You are, you're into reincarnation a bit aren't you.
"Yes, I think so. I love the idea of a person during one lifetime actually having three or four lives."
Within the same lifetime?
"Yeah. You see I feel that reincarnation is perhaps just a continuation of that. Cause if you look at yourself or maybe other people, you can see little circles, that maybe they emit the..., say there's fifty or sixty, but these little circles have occurred each time, maybe in each phase of there life. You know, where they get into a rut, and come around to a very similar relationship to the one they had years ago, and it ends up in exactly the same way. They start again, exactly the same thing happens, and they end up where they are again. And its something ... maybe that little complete circle, and then break right away. And really, I mean, for myself, if I look at my life, in a way I feel I've led almost two lives. Because the first part of my life was so difficult, whereas the second part...
Which part?
"...the second stage..."
IN THIS PHOTO: Kate Bush in 1982, performing The Dreaming on the German T.V. show, Na Sowas
Staying at home all day, composing?
"Yes, I would say from my life up until 16 and then from 17 up until now have been two completely different stages.
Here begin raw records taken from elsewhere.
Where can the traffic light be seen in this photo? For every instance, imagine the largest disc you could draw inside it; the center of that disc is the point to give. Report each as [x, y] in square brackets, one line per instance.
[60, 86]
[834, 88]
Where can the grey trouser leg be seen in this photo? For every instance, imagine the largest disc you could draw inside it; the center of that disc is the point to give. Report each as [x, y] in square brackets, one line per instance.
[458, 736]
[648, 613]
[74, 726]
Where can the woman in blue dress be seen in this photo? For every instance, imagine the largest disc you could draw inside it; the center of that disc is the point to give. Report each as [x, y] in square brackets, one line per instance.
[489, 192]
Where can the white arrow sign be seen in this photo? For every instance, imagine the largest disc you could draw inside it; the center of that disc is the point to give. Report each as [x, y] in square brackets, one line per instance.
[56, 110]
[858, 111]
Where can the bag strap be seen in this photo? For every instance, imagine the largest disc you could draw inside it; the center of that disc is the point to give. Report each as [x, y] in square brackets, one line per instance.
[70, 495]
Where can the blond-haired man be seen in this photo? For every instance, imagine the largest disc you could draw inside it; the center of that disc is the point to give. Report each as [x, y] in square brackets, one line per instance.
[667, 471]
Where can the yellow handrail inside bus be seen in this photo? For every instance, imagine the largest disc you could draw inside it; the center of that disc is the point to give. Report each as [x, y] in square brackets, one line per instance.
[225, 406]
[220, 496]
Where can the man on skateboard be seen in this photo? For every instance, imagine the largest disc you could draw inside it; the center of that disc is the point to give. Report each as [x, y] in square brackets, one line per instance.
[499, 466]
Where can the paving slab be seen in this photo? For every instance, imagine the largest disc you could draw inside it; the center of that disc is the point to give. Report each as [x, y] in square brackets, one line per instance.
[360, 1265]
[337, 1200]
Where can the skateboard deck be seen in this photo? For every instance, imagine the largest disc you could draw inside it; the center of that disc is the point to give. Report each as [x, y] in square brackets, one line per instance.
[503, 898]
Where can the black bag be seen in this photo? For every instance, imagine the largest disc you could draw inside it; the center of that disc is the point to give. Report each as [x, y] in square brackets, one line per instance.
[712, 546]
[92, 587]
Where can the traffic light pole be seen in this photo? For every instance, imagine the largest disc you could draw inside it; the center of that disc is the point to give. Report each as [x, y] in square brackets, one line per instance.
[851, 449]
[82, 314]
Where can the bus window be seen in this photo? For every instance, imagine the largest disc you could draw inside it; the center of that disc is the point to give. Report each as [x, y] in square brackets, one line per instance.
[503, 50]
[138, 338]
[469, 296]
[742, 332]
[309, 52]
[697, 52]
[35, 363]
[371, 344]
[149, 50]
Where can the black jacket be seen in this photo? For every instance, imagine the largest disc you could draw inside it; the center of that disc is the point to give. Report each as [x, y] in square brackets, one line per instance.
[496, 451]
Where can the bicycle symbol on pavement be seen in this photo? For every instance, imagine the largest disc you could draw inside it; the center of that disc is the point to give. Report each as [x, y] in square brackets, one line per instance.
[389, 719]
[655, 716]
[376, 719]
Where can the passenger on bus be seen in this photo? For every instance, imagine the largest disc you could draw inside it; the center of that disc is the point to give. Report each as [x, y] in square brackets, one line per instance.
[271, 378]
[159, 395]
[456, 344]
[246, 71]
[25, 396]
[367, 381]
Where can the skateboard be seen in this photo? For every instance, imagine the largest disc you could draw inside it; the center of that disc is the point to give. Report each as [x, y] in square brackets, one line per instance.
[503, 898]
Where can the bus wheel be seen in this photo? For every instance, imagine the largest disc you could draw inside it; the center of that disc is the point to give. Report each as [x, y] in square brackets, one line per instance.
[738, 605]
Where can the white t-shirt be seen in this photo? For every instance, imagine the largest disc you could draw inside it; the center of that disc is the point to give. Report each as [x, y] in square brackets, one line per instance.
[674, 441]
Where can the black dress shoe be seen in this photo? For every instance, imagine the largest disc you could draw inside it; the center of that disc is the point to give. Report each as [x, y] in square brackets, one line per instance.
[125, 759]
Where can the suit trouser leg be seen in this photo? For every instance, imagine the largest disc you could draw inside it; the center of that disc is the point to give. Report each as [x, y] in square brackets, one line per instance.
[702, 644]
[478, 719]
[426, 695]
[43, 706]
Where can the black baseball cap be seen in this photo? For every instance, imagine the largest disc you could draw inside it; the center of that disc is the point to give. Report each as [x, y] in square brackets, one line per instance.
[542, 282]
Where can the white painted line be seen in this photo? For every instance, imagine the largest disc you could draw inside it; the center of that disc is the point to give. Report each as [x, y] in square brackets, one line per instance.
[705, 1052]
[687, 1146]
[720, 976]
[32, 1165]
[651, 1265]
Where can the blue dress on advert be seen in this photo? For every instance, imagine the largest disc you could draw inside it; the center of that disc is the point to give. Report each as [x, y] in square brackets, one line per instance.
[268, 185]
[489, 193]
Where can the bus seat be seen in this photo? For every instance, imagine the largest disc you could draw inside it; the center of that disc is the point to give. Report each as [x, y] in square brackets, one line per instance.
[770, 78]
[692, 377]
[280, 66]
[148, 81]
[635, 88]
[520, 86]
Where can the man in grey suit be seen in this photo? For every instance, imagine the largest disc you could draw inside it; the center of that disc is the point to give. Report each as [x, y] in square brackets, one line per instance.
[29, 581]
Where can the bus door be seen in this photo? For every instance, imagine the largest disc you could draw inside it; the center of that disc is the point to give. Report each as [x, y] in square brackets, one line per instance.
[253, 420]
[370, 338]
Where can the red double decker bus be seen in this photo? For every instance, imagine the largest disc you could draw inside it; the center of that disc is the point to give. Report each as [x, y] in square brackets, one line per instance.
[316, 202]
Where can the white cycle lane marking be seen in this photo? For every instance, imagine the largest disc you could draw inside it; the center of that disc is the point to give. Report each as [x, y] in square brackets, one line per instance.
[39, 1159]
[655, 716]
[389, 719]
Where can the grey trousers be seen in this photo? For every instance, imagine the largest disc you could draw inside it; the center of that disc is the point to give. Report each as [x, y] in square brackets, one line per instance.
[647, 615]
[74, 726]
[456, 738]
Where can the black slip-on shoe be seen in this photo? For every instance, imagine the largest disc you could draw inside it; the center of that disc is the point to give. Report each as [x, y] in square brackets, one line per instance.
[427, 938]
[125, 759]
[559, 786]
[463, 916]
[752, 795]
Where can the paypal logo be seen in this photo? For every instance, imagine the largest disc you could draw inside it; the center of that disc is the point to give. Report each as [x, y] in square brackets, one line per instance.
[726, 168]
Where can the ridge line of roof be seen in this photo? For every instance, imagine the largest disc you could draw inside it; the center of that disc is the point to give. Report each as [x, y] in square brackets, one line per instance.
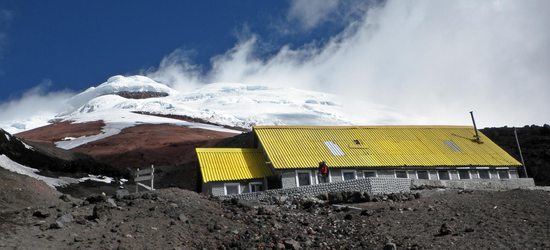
[227, 150]
[357, 126]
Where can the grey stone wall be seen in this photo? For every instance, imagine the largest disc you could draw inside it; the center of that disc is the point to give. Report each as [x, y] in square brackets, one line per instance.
[377, 185]
[288, 178]
[454, 175]
[218, 188]
[433, 175]
[335, 175]
[386, 173]
[498, 184]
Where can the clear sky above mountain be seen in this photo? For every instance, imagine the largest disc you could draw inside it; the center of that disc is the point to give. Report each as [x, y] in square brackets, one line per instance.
[431, 60]
[77, 44]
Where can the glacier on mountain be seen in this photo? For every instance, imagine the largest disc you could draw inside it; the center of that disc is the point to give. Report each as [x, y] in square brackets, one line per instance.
[226, 104]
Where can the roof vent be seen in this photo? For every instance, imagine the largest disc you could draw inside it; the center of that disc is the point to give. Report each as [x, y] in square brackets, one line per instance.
[452, 145]
[334, 148]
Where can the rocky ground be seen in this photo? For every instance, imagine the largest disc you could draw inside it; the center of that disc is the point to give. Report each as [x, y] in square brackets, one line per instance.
[180, 219]
[535, 145]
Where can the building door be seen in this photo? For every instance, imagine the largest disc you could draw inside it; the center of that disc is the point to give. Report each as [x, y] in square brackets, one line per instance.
[304, 179]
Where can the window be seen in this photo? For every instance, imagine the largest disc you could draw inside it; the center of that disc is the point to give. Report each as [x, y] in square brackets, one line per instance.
[369, 174]
[321, 179]
[464, 174]
[232, 188]
[256, 187]
[304, 178]
[443, 175]
[423, 175]
[503, 174]
[401, 174]
[348, 175]
[334, 148]
[484, 174]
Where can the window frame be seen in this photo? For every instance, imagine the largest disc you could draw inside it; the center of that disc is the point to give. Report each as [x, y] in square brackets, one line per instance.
[485, 171]
[464, 170]
[302, 172]
[448, 173]
[502, 170]
[239, 191]
[317, 177]
[349, 171]
[406, 173]
[255, 183]
[370, 171]
[427, 172]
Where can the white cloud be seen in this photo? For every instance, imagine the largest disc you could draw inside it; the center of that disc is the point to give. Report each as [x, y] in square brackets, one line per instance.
[310, 13]
[33, 109]
[6, 18]
[435, 60]
[177, 71]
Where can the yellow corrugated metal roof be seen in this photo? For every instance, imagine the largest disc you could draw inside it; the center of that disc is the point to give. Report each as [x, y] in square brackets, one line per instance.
[226, 164]
[379, 146]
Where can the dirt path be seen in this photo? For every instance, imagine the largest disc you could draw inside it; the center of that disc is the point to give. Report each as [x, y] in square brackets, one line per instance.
[172, 218]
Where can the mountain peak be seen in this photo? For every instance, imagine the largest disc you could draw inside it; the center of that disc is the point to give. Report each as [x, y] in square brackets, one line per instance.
[124, 86]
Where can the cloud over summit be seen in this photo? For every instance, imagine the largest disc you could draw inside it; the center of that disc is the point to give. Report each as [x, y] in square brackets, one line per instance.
[433, 60]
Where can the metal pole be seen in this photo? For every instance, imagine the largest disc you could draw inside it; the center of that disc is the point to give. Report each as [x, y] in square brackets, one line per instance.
[135, 182]
[520, 154]
[475, 127]
[152, 177]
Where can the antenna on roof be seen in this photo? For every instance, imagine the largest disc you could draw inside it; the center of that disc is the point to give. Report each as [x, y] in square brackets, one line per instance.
[475, 128]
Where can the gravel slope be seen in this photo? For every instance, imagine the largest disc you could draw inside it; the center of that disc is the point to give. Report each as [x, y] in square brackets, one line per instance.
[171, 218]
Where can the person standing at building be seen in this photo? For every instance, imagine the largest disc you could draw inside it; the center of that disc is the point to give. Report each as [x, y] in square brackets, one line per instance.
[323, 172]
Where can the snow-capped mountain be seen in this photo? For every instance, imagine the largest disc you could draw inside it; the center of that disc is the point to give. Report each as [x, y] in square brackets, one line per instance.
[126, 101]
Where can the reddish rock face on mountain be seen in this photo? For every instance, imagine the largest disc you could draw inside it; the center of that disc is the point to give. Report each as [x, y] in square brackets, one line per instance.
[170, 148]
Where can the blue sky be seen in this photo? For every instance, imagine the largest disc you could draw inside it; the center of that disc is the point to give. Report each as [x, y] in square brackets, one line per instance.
[432, 61]
[77, 44]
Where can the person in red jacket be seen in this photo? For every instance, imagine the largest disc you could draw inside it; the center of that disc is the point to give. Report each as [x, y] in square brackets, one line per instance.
[323, 172]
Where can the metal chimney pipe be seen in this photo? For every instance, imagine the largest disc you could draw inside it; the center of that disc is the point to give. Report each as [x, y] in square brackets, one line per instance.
[475, 127]
[520, 154]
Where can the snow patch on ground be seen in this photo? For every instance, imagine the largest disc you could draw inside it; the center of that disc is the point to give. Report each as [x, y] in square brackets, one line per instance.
[97, 178]
[27, 146]
[7, 163]
[225, 103]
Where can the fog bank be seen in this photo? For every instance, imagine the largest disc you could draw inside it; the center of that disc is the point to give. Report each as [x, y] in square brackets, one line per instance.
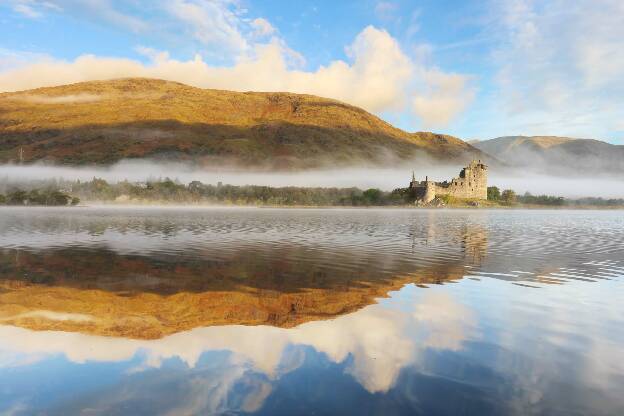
[361, 177]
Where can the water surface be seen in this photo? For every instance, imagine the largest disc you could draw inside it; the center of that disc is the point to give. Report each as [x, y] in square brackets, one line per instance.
[269, 311]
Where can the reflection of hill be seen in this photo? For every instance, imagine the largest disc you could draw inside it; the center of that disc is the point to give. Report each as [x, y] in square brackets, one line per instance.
[135, 281]
[151, 315]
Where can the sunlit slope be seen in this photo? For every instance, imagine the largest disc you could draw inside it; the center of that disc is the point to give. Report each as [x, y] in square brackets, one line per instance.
[553, 154]
[106, 121]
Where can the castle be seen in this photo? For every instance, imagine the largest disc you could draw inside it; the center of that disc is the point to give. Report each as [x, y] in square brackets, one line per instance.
[471, 183]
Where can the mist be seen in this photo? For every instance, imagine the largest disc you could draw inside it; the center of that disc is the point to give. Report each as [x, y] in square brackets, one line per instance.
[357, 176]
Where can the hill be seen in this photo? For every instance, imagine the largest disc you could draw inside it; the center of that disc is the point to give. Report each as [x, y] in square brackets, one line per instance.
[103, 122]
[560, 155]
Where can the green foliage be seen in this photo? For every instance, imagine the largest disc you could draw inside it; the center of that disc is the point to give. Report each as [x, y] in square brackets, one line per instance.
[170, 191]
[47, 197]
[493, 193]
[527, 198]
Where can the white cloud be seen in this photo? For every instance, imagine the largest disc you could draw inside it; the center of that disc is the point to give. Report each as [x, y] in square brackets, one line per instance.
[378, 77]
[561, 66]
[445, 96]
[213, 22]
[262, 27]
[27, 10]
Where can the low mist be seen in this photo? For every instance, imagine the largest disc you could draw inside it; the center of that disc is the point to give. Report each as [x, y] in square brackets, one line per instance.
[362, 177]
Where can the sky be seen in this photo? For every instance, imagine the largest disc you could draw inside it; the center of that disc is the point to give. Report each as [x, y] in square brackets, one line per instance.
[473, 69]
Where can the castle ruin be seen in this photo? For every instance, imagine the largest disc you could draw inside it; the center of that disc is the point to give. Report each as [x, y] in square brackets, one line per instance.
[471, 183]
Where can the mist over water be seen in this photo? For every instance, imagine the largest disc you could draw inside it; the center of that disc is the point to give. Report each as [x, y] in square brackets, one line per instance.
[363, 177]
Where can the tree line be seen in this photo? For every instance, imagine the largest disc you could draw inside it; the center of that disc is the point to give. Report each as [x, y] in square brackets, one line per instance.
[60, 193]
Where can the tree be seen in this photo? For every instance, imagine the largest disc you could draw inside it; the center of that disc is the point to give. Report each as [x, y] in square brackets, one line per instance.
[493, 193]
[508, 196]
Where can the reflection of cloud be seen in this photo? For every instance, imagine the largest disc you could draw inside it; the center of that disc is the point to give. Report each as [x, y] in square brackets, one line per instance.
[50, 315]
[447, 321]
[365, 336]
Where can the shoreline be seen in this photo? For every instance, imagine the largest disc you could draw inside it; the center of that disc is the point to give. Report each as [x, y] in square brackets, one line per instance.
[165, 205]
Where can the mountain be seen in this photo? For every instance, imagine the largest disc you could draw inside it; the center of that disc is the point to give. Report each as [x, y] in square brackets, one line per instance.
[558, 155]
[103, 122]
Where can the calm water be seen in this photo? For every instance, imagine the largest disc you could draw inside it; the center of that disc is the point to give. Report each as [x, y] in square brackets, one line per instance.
[262, 311]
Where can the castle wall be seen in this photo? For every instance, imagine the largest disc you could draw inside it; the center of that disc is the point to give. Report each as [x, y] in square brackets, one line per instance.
[471, 184]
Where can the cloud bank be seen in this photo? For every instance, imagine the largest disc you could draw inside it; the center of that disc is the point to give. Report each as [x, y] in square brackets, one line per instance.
[377, 73]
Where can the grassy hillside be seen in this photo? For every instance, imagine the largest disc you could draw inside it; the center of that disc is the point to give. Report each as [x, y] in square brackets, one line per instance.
[105, 121]
[562, 155]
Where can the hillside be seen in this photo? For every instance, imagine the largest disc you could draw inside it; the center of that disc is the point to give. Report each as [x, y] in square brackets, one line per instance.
[103, 122]
[560, 155]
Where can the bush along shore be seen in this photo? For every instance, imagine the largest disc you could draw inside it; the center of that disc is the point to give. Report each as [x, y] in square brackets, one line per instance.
[37, 197]
[167, 191]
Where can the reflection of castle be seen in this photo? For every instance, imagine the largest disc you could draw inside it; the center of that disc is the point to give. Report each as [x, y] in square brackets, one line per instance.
[471, 183]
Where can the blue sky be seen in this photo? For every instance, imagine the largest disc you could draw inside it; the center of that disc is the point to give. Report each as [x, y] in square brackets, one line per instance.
[474, 69]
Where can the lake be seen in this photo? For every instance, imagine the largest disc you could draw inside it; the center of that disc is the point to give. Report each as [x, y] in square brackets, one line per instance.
[183, 311]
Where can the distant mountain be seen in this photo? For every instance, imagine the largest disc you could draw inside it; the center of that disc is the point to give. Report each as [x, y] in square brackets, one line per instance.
[561, 155]
[103, 122]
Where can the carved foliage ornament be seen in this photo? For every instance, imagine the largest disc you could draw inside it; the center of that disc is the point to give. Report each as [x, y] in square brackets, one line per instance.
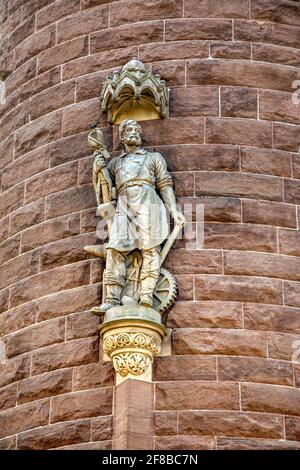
[134, 93]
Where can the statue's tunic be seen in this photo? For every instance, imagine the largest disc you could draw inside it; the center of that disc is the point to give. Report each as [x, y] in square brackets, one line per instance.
[140, 220]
I mean I changed my christian name, become a vegetarian, left school, go into dance..." Really, what was your christian name?
"Well, it's just that I used to be called Cathy and I became Kate. And that was a very different stage for me."
Why would Kate...be more sorta tided into the vegetarian thing I suppose.
"I don't know, but it actually created..."
Did you lose lots of weight or something?
"No, no I didn't. I think just becoming called that name gave me a chance to break away from the person I'd been before. I mean there's no doubt that when people change their names, they actually do change”.
There is quite a lot of the interview there. I am interested in the conversation. Whilst the audio, apparently, is not too clear, one can get a sense of the vibe. There is a genuine curiosity and interest in Kate Bush and the songs on The Dreaming. We also get to find out about Bush and working with the musicians. I like the fact that, unlike print interviews, you get this casual conversational style. It is quite scattershot and punctuated with some pauses and misheard responses. With an album like The Dreaming under her belt, I can only imagine the sort of response and interest people felt – knowing Kate Bush and her music but noticing that The Dreaming was something very different for her. When it comes to the interviews with Kate Bush from 1982, the one above…
IS one of the most unusual and intriguing.